Damir grew up surrounded by antisemitism in Bosnia. This is his story of breaking free from inherited prejudice and discovering why supporting Israel became so personal to him.
Damir Omerbegović
Oct 16, 2025 - 5:43 PM
Share
Growing up in the valleys of Bosnia in the 1990s and early 2000s, my worldview was shaped by the environment around me. Hatred of Jews was everywhere. It wasn’t just an opinion: it was in the air you breathed, in family gatherings, schoolyard conversations, in the stories people told. Palestinians were always the victims, Zionists the villains. Jews, by extension, were cast as part of some global conspiracy. This was part of the cultural inheritance. The conflict was presented as a simple morality play, Islamophobia versus colonial oppression. History, context, Israeli perspectives didn't seem to matter.
Even as a teenager, I started noticing cracks. The anti-Jewish clichés began to feel hollow when I thought about Bosnia’s own recent history, where ethnic hatred had led to atrocities. It’s well known that the Bosnian War left lasting, probably permanent, damage to my country. It broke apart society and culture in ways that can never be fully repaired. The conflict was marked by widespread ethnic cleansing campaigns, with ethnonationalist forces carrying out mass expulsions and killings in an effort to create ethnically uniform areas through extreme violence. Sarajevo endured a siege that lasted nearly four years. The city was shelled and sniped at daily, its lively, diverse life reduced to hunger, fear, and constant danger. More than 11,000 people were killed, including children shot while playing outside.
These atrocities, driven by the same kind of nationalist hatred and dehumanization that fed the anti-Semitism around me, forced me to ask why we could denounce our own suffering but so easily accept prejudice against others. I began to see that the stories I’d grown up with didn’t always match reality. I asked myself: why do we care so much about Palestinians, yet so little about anyone else’s suffering? Why is empathy so selective?
These questions didn’t come from a heroic awakening, just from curiosity, and a desire to see things more honestly.
I drifted into left-wing circles, where Tito nostalgia and communist idealism were everywhere. They talked about human rights, about justice but the Palestinian cause was sacred, untouchable, beyond question. And beneath the slogans and moral language, I began to notice the same selective outrage I had already seen at home.

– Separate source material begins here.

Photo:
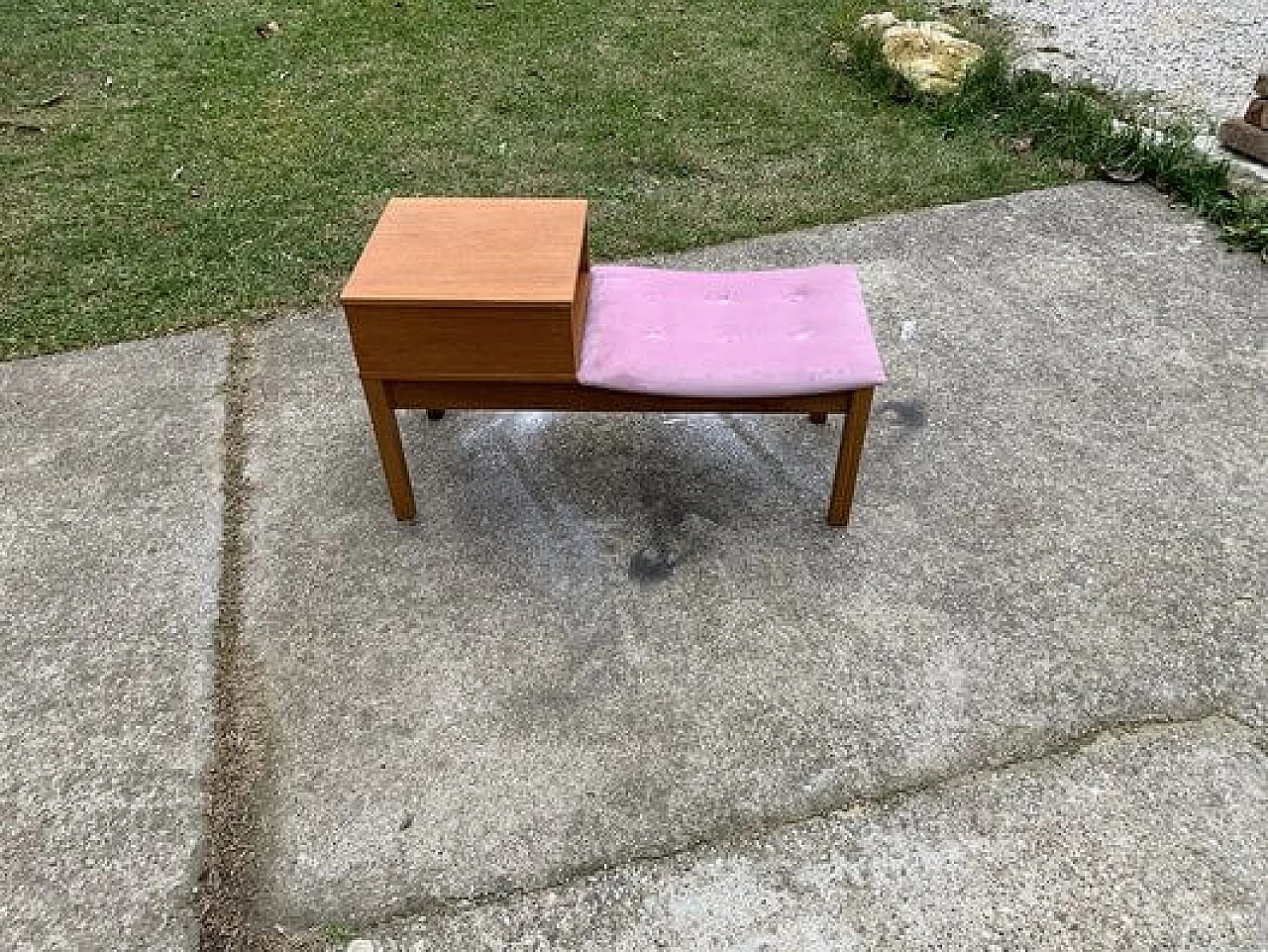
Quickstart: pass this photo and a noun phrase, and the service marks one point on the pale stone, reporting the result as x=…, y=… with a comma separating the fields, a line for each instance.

Operation Protective Edge in 2014 made things even clearer. The left condemned Israel as disproportionate, but when I looked closer, I saw rockets from Gaza, Hamas fighters hiding among civilians, human shields. I defended Israel, and suddenly I was the bad guy. Meanwhile, every attack on Israeli civilians was rationalized as “blowback.” It was the same during October 7: the slaughter, the rape, the massacres - they were explained away, justified, contextualized. The selective empathy was shocking. The willingness to excuse attacks on Jews, while celebrating the “oppressed,” made me realize that narrative mattered more than reality.

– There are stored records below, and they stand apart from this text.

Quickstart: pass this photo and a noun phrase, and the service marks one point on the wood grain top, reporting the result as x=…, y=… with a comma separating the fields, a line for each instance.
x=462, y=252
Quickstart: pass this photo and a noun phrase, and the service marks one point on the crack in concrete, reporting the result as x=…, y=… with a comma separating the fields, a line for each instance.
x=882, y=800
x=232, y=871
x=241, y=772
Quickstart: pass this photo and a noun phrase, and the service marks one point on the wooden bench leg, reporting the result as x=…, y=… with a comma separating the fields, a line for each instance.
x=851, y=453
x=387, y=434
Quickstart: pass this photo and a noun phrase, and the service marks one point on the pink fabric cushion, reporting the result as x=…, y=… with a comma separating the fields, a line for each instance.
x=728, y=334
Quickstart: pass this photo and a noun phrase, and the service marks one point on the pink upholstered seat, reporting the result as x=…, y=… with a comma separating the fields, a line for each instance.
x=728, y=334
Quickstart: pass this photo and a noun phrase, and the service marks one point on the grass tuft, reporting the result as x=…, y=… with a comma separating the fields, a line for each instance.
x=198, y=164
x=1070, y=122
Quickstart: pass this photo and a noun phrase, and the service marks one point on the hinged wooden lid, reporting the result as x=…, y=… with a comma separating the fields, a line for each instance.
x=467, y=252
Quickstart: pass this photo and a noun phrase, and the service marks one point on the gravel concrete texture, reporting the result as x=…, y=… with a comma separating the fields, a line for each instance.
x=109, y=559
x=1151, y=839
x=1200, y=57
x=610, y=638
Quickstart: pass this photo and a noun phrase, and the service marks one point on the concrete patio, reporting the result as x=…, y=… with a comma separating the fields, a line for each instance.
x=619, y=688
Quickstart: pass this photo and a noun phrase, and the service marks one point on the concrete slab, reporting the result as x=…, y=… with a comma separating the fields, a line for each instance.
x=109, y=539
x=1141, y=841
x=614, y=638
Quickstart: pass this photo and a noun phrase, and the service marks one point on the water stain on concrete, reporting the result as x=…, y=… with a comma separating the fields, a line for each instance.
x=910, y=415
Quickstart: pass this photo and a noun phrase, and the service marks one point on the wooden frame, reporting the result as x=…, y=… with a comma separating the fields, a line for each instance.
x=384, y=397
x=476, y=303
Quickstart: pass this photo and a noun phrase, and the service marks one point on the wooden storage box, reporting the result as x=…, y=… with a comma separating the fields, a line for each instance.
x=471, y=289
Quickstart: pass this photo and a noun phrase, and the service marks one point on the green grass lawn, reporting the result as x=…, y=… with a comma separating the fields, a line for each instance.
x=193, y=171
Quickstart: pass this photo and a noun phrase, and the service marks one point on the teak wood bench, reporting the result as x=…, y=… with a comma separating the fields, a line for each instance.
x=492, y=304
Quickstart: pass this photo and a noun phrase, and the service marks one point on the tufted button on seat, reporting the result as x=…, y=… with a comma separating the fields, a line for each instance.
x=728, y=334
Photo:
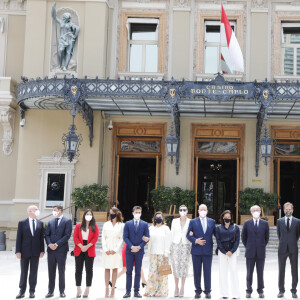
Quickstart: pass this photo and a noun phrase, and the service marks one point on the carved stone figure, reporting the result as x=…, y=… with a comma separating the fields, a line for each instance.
x=67, y=40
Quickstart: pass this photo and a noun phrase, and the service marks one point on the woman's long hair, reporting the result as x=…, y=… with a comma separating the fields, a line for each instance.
x=118, y=214
x=92, y=222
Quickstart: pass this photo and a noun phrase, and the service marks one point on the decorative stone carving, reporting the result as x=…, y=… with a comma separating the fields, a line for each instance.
x=66, y=39
x=258, y=3
x=7, y=118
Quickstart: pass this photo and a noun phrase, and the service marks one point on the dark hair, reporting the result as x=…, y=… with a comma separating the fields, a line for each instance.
x=223, y=214
x=135, y=208
x=92, y=222
x=158, y=213
x=118, y=213
x=59, y=207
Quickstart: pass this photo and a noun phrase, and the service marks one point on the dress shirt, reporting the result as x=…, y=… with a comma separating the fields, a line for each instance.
x=285, y=220
x=160, y=240
x=30, y=224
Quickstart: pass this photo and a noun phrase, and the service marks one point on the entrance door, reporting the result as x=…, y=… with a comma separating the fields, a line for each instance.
x=217, y=186
x=290, y=185
x=137, y=178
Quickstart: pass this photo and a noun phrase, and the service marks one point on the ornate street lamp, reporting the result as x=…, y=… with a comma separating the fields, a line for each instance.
x=172, y=144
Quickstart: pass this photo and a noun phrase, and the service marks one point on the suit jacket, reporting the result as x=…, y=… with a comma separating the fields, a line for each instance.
x=92, y=238
x=135, y=238
x=288, y=239
x=195, y=226
x=29, y=245
x=255, y=242
x=60, y=236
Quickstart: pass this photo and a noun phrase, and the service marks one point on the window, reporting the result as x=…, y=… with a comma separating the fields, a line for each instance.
x=213, y=47
x=290, y=49
x=142, y=44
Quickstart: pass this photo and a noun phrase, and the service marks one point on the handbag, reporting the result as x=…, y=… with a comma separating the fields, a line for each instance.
x=165, y=270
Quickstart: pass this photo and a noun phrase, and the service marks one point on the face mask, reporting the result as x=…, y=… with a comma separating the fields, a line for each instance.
x=288, y=214
x=88, y=217
x=256, y=214
x=182, y=213
x=158, y=220
x=203, y=213
x=137, y=216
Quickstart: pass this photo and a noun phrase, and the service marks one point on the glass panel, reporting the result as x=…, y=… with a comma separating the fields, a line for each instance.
x=143, y=32
x=140, y=146
x=135, y=61
x=217, y=147
x=151, y=58
x=55, y=189
x=287, y=149
x=211, y=60
x=208, y=194
x=288, y=61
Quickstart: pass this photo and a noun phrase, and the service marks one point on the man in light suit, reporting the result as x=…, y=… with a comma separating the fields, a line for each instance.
x=200, y=232
x=255, y=237
x=29, y=249
x=134, y=231
x=58, y=233
x=288, y=230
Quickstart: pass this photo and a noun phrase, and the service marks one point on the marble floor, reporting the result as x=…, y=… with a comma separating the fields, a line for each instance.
x=10, y=272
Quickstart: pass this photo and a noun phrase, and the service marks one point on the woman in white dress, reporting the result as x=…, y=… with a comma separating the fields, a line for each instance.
x=180, y=250
x=112, y=240
x=159, y=250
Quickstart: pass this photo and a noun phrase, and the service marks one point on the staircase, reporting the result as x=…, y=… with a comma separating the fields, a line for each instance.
x=271, y=247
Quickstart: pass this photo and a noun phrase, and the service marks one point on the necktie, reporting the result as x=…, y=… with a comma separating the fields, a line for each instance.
x=256, y=226
x=33, y=228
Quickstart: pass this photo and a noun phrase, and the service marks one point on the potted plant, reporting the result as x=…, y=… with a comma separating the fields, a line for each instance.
x=92, y=196
x=257, y=196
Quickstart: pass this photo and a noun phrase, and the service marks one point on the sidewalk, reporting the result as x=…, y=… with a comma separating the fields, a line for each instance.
x=10, y=272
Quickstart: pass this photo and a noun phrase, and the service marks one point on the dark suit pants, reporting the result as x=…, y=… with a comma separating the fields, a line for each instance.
x=56, y=259
x=260, y=264
x=84, y=258
x=131, y=259
x=294, y=270
x=198, y=261
x=34, y=264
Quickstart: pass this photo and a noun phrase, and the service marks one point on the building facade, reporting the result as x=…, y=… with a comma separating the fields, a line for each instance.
x=139, y=46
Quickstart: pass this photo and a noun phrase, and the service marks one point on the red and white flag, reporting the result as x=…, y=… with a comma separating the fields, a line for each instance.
x=224, y=67
x=228, y=38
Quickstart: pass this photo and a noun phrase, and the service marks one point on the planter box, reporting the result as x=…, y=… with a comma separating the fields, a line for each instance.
x=247, y=217
x=100, y=216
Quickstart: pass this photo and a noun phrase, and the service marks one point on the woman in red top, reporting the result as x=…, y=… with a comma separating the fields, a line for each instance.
x=85, y=237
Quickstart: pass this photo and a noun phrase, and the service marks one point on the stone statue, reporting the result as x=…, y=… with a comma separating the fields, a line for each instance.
x=67, y=40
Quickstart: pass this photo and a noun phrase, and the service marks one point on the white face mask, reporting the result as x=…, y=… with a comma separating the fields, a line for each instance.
x=137, y=216
x=203, y=213
x=256, y=214
x=182, y=213
x=88, y=217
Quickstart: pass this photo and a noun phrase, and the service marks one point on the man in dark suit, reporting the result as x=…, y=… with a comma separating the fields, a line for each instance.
x=200, y=234
x=288, y=230
x=29, y=248
x=58, y=233
x=255, y=237
x=134, y=231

I started reading beyond the echo chamber including primary sources, historical accounts, scholars like Benny Morris or Efraim Karsh. I learned that Zionism is not colonialism, but a nationalist movement born of centuries of persecution. Israel’s founding in 1948 wasn’t theft; it was recognized self-determination in a region that wanted it destroyed.

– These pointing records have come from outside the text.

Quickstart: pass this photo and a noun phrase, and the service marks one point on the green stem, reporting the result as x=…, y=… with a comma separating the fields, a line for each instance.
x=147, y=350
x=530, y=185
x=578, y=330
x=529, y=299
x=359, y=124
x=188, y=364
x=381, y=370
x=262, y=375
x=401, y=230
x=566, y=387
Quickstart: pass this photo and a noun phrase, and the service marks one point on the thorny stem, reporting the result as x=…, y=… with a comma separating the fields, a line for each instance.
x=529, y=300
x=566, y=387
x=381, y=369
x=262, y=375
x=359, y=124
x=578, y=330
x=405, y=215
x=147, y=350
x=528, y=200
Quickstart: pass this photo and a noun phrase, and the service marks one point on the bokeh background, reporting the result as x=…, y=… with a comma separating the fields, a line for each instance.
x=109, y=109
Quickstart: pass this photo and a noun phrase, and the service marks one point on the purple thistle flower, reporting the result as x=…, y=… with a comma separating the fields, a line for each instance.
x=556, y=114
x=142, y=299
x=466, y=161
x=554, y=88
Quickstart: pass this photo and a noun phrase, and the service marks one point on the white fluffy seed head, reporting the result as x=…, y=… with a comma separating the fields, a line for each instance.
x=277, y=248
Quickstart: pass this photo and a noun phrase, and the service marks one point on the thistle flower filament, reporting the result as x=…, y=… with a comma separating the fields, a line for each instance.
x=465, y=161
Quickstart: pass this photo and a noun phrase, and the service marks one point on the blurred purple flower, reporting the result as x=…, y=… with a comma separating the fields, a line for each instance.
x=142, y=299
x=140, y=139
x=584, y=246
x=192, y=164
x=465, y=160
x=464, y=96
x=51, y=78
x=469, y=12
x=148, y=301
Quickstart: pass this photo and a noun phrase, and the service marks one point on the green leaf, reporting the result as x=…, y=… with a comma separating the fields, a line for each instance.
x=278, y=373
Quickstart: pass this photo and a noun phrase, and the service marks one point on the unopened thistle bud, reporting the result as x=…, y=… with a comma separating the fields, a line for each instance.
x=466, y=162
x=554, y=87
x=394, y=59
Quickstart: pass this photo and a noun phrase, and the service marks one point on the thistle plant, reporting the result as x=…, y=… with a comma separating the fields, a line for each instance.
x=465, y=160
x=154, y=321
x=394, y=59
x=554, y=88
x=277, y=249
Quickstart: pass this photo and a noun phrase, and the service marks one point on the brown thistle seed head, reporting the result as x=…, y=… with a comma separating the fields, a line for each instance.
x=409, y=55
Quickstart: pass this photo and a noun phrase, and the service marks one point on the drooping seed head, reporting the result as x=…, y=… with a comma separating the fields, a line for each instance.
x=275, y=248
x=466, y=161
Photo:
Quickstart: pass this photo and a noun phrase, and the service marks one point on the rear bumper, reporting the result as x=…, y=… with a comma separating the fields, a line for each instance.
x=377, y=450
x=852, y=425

When I tried to explain this to my former peers, all I got were slogans: “solidarity,” “Free Palestine,” twists of international law. Facts didn’t matter. And I saw the same pattern everywhere: the left reducing everything to oppressor and oppressed, ignoring inconvenient truths, ignoring repeated Palestinian refusals of peace, ignoring the role of Islamist ideology.
For me, support for Israel isn’t about loyalty. It’s about reason. About acknowledging self-determination against those who weaponize victimhood to justify terror. But it’s also about understanding the world as it really is, without inherited prejudices or selective outrage. This journey has made me more skeptical, more careful in judgment, and more determined to seek truth rather than comfort. It has taught me that real empathy requires looking beyond narratives, even the ones we grow up believing, and seeing the world as it truly is, without illusions.